Humans of DataHub: Atul Saurav

We are back with another round of Humans of DataHub! This week we are joined by Atul Saurav, Senior IT Architecture Design Manager, Data Governance at Genworth. Atul shares his journey to DataHub, his learnings along the way, and what features and use cases he’s most excited about.


Humans of DataHub interview with Atul Saurav

Conversation Transcript & Highlights

Edited for brevity & clarity

Maggie Hays: Hey folks, welcome back to another round of Humans of DataHub. This week, we are joined by one of our community members, Atul. Atul, go ahead and introduce yourself. Tell us about who you are, where you work what you do.

Atul Saurav: Hi everyone, and thank you Maggie for having me. I am Atul Saurav, I work for Genworth Financial. We are a financial services organization, which means we have offerings in insurance, we have offerings in annuities, we have offerings in mortgage insurance, and so on. In the organization, I am the architect of the Data Governance team. What that means is that in a financial service, our insurance, which has always been a little dated industry, the concept of governance is not new, it’s always been around. But what’s new, and what I’m particularly excited about is how we’re approaching, it has always been a very manual, collaborative stuff, it continues to remain collaborative. But we are slowly trying to remove that manual aspect of it and try to get most of it automated. So people can start seeing value in the data that they have.

Maggie Hays: That’s awesome. How did you even find out about DataHub? What brought you to the community? Obviously, if you’re working towards automated data governance, you have come to the right place. We’re so happy to have you. But yeah, how did you find out about us?

Atul Saurav: It was the Strata Conference of 2019, and I witnessed Shirshanka’s talk. I was thinking to myself “This is what we should be doing!” because Shirshanka talked about the [data] warehouse, the name was interesting, “Wherehows” This is interesting. And what particularly excited me about the talk was, it talked about some of the challenges that we [Genworth] were going through. So the challenges that we’re going through the things like, “hey, we have this process, this pipeline that feeds the stable, and we want to be able to understand the lineage, we want to understand better what’s going on. So you do governance, how about you figured out all your stuff for me and demystify it for you?”

Maggie Hays: Should be easy, right?

Atul Saurav: Right. So what Shirshanka shared was that LinkedIn had already tried the full aspect of things; going into the content, and parsing things out. And that’s precisely where we were at that point in time. And all the challenges that he spoke clearly resonated with me.
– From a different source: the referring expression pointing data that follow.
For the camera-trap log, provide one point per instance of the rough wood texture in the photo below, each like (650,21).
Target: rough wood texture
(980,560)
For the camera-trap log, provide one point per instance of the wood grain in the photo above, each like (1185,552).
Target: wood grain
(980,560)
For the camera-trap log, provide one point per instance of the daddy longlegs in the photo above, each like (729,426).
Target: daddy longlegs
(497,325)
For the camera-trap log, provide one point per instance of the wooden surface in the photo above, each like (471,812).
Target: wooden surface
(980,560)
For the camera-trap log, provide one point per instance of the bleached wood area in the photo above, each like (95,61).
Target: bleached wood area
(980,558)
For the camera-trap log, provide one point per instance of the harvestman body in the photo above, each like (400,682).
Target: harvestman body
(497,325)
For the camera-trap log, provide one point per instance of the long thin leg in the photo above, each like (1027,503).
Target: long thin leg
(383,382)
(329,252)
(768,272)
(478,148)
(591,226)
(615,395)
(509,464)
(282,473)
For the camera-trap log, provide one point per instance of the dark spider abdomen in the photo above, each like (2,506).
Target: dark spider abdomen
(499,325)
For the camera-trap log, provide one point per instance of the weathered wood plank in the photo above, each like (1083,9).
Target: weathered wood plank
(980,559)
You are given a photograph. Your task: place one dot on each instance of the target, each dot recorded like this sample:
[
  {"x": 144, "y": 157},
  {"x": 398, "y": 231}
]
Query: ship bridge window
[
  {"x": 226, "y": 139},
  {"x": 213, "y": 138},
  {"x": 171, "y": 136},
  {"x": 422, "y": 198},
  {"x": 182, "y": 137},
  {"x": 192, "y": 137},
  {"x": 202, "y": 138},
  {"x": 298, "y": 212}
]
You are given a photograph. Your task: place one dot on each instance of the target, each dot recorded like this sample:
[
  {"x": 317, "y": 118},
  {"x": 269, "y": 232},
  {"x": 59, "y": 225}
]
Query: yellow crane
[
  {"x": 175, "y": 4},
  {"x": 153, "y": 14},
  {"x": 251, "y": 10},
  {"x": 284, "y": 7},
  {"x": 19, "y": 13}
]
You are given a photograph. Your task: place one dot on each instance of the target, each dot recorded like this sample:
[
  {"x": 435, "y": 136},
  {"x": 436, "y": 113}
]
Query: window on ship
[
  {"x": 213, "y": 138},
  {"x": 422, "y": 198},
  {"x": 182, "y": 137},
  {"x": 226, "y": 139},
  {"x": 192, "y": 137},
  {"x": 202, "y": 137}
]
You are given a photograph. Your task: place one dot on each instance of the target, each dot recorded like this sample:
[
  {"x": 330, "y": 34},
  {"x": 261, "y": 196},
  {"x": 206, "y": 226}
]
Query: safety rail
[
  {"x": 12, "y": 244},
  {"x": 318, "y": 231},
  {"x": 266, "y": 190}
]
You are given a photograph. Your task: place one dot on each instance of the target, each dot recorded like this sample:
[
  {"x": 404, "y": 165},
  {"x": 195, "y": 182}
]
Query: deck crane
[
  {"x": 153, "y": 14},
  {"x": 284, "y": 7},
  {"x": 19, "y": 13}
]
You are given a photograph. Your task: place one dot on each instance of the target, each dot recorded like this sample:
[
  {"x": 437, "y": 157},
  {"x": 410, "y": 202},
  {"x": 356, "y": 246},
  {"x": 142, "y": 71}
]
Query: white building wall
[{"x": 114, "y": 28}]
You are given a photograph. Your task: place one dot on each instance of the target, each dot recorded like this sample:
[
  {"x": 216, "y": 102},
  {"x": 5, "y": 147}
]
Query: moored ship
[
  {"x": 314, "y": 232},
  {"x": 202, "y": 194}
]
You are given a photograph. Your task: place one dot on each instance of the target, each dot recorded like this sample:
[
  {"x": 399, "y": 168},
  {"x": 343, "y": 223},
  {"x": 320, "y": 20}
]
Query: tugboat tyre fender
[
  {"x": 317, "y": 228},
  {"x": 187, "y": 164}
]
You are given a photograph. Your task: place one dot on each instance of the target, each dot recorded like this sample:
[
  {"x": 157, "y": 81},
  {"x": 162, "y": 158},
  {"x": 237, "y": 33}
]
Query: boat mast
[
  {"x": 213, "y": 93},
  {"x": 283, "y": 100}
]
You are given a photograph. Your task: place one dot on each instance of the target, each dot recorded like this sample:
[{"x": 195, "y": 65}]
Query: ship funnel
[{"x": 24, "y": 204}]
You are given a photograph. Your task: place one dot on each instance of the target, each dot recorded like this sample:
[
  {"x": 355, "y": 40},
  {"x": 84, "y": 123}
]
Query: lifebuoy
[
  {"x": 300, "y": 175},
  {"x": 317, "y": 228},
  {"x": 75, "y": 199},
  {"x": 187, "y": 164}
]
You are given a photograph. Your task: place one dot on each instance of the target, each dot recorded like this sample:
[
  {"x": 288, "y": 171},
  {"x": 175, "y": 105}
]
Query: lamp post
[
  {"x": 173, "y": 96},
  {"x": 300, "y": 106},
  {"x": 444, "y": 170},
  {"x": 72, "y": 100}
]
So I was like, “Yeah, I got to do this.” So I was totally thrilled with the talk, I met Shirshanka, right after the talk. At that point, we had already signed a contract with one of the commercial products out there. And we kept looking at DataHub from that point in time, but we were like, this contract extends for many years, which means that if we want to go in a direction, that it’s not going to be happening sooner than that… so we thought, “let’s see where we can get with what we have, right?” Because we’ve invested so much. So that’s what was going on for quite some time. But we were able to leverage a lot of that learning from the other commercial offering. And we were so happy that some of those challenges that we had with the product.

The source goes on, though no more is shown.